While cities are increasingly focused on how they weather and rebound from disasters, coordination between the public and private sectors is crucial, especially when 90 percent of all critical infrastructure is owned by private entities, said Bob Kolasky, the director of the Department of Homeland Security’s National Risk Management Center.
“Our part of resilience is putting together public and private networks to make sure infrastructure is going to function during times of duress,” he said.

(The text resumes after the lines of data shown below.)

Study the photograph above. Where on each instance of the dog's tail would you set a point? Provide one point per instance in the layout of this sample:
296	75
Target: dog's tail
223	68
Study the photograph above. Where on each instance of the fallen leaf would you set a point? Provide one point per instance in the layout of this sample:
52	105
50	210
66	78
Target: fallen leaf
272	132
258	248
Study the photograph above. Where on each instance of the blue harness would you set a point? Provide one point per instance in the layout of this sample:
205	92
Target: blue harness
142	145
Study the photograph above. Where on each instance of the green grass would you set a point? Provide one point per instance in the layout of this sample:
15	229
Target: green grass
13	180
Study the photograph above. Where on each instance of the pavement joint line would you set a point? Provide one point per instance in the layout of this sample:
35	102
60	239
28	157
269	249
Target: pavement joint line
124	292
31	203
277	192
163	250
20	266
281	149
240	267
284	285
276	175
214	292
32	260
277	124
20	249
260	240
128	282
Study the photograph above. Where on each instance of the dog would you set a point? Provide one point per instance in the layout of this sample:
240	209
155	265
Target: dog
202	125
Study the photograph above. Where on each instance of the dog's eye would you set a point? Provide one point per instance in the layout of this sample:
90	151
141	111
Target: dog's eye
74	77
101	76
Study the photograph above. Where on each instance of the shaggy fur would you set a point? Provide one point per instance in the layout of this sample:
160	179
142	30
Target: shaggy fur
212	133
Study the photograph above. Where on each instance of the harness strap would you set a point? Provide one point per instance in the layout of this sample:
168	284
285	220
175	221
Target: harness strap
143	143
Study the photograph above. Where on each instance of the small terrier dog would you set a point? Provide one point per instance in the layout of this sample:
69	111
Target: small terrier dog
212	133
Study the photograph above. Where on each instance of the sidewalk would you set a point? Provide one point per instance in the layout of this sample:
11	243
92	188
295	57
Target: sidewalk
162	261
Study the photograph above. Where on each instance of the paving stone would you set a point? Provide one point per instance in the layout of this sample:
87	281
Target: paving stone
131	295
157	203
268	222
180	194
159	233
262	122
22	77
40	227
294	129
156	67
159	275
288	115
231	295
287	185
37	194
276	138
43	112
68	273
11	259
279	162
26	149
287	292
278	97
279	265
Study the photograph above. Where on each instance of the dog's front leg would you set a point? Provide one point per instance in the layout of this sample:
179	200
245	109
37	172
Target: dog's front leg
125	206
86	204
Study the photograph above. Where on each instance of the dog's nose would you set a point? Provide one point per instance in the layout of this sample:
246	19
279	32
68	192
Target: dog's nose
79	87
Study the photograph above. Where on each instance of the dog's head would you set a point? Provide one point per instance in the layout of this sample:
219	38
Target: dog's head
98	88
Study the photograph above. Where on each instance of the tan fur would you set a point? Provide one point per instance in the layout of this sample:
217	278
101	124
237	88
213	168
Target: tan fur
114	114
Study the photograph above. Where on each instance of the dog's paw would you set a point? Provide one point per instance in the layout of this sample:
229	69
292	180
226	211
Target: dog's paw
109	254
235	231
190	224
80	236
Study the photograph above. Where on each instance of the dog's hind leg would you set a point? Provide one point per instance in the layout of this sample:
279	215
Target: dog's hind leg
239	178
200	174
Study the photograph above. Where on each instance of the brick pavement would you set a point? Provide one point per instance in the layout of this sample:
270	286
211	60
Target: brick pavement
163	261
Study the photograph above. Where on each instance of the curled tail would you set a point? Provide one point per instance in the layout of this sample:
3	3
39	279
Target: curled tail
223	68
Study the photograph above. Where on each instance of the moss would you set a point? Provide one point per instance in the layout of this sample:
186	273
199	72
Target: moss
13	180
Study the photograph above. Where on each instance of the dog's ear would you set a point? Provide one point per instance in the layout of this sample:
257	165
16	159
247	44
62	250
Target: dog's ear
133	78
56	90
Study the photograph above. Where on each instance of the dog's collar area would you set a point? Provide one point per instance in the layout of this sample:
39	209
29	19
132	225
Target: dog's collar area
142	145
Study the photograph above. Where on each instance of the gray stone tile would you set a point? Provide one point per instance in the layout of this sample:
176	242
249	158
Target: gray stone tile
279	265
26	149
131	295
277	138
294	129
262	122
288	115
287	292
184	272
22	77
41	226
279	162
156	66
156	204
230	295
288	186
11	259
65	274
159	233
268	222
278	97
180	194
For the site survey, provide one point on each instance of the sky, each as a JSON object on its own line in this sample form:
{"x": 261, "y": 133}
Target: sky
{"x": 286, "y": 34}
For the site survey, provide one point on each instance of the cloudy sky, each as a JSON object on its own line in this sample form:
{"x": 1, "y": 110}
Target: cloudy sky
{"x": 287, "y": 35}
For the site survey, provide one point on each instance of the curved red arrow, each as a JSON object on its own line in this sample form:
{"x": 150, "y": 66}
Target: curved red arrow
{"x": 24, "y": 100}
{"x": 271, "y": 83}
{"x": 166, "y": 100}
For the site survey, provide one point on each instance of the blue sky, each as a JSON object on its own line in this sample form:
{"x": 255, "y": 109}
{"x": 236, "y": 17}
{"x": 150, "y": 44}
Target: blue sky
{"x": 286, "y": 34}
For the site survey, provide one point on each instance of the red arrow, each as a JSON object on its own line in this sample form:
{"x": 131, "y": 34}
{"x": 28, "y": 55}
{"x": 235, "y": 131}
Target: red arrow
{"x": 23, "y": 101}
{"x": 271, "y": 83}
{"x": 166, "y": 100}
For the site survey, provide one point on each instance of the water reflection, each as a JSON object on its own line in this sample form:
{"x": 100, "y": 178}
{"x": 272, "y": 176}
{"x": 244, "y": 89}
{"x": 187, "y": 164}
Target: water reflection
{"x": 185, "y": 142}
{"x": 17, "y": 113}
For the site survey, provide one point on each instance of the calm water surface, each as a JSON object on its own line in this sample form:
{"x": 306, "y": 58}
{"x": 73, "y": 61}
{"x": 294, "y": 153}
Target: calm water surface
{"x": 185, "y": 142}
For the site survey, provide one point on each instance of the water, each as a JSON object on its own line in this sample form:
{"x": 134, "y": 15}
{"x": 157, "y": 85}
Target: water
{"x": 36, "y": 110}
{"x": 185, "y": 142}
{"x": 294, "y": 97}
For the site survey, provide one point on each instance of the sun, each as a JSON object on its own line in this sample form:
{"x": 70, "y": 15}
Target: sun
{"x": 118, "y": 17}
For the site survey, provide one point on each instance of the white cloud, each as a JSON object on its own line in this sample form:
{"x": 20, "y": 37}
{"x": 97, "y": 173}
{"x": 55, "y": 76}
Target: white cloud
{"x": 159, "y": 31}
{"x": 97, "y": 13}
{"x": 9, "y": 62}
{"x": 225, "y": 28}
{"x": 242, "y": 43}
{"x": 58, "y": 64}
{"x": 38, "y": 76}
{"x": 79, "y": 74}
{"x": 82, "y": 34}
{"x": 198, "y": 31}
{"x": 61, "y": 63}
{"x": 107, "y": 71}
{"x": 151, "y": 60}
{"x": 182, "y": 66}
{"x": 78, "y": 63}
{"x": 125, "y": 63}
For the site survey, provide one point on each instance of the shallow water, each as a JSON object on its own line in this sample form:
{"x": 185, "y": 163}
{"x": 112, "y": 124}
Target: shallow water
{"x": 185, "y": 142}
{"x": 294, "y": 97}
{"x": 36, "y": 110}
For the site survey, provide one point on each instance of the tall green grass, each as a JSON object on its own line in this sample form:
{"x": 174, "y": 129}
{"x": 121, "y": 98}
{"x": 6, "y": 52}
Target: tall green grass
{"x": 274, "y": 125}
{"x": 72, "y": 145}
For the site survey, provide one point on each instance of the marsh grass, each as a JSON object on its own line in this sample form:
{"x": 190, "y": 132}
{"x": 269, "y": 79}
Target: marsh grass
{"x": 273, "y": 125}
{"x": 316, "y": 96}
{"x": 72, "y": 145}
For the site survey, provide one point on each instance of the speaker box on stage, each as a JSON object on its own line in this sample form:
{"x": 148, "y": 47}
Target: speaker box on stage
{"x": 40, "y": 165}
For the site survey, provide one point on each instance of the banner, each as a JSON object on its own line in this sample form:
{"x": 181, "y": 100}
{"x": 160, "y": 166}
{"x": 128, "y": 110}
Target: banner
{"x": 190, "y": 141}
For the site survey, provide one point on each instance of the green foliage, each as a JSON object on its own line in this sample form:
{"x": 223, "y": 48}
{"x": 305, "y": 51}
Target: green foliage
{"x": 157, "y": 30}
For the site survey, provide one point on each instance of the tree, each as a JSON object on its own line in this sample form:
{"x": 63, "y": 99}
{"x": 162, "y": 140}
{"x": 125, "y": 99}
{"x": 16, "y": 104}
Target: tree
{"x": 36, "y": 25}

Andre Hentz, the acting deputy undersecretary of DHS’s Science and Technology division, said his agency is working with communities affected by severe flooding — like Ellicott City, Maryland, which suffered historic deluges in 2016 and 2018 — to find low-cost, internet-connected devices to help issue warnings to residents and businesses. Outfitting more cities with so-called “internet of things” equipment could help lessen the tolls of future incidents, Hentz said.
“Nine out of ten deaths in hurricanes are from floods,” he said. “Incident commanders need tools to help save lives.”
Greater cooperation by governments and the tech industry could also help limit the cascading effects of a big disaster, former Maryland Gov. Martin O’Malley said. O’Malley, also a former Baltimore mayor, recalled a 2001 rail-tunnel fire early in his mayoral term that started with a freight train derailment but quickly expanded to impact passenger rail, internet service and even Major League Baseball.
“One end of the tunnel was at Camden Yards, and the other was 1.8 miles away, and smoke was coming out at both ends,” he said.
That was only the beginning of the problems. O’Malley said the derailment ruptured a water main, which caused flooding on the streets above, and severed a fiber optic cable, slowing down internet traffic along the East Coast. It also led to the postponement of three Orioles home games. In 2001, O’Malley said, the siloing of information between city agencies made it difficult to predict what would go wrong next.
“Today, there’s no excuse for mayors not to know where those single points of failure are,” he said. “It’s like a drinking game every time someone says ‘separate silos.’ You can model cascading events.”
That modeling rides largely on being able to map potential problem spots, said O’Malley. He called geospatial awareness and infrastructure redesign the “twin engines” of city resiliency.
But cities still need more direct interaction with the industries that build the tools that could potentially help them stave off or mitigate the effects of future disasters, Hentz said.
“As city planners begin to think about their design, I want to see cities form partnerships to test new technologies,” he said. “Long term, we significantly need an industrial base that’s motivated around homeland security challenges.”